Mathematics Question on integral

Question

Find the area of the region bounded by the ellipse $\frac{x^2}{16}+\frac{y^2}{9}=1$

Accepted Answer

The given equation of the ellipse, $\frac{x^2}{16}+\frac{y^2}{9}=1$ ,can be represented as

It can be observed that the ellipse is symmetrical about x-axis and y-axis.
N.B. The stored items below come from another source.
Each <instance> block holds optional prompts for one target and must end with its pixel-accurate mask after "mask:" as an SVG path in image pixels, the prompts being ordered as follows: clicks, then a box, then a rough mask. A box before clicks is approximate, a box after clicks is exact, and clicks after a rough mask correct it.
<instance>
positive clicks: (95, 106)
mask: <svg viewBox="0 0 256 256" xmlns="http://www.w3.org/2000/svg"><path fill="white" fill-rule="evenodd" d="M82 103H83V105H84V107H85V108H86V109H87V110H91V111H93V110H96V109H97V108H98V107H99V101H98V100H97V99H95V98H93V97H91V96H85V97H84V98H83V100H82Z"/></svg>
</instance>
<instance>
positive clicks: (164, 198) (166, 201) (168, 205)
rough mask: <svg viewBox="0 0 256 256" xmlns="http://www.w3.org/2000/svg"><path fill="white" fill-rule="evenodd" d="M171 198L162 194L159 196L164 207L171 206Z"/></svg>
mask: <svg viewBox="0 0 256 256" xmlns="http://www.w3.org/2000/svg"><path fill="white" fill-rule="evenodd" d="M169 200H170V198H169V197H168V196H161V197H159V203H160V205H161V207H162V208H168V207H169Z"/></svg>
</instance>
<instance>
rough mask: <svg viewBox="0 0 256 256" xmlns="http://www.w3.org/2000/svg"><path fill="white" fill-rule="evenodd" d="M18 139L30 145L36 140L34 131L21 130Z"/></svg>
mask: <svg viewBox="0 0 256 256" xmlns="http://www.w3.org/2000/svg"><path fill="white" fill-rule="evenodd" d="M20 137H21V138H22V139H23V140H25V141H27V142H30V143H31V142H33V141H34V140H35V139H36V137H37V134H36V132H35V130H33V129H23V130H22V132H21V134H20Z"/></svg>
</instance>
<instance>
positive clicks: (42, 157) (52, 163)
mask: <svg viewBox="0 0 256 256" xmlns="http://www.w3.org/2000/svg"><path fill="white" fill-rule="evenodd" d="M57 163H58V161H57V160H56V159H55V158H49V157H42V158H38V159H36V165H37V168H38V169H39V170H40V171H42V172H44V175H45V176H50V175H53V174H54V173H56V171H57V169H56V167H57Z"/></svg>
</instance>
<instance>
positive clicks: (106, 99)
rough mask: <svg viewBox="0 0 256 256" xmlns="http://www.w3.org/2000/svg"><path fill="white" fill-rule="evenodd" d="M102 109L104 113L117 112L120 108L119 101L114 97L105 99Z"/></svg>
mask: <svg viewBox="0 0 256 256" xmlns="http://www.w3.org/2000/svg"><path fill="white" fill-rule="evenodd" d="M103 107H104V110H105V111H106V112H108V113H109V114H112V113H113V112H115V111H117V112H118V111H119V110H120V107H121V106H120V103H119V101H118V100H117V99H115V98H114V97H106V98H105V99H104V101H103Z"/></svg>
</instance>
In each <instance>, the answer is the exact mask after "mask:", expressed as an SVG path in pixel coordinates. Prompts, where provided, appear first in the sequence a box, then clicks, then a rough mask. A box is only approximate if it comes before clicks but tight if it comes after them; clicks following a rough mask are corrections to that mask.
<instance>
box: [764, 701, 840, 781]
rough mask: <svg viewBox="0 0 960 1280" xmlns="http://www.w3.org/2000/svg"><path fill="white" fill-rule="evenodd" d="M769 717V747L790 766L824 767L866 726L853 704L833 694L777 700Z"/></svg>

∴Area bounded by ellipse=4×Area of OAB

Area of OAB= $\int^4_0ydx$

= $\int^4_03\sqrt{1-\frac{x^2}{16}}dx$

= $\frac{3}{4}\int^4_0\sqrt{16-x^2}dx$

= $\frac{3}{4}\bigg[\frac{x}{2}\sqrt{16-x^2}+\frac{16}{2}\sin^{-1}\frac{x}{4}\bigg]^4_0$

= $\frac{3}{4}$ [2 $\sqrt{16-16}$ +8sin-1(1)-0-8sin-1(0)]

= $\frac{3}{4}\bigg[\frac{8\pi}{2}\bigg]$

= $\frac{3}{4}[4\pi]$

=3 $\pi$

Therefore, area bounded by the ellipse= 4×3 $\pi$ =12 $\pi$ units.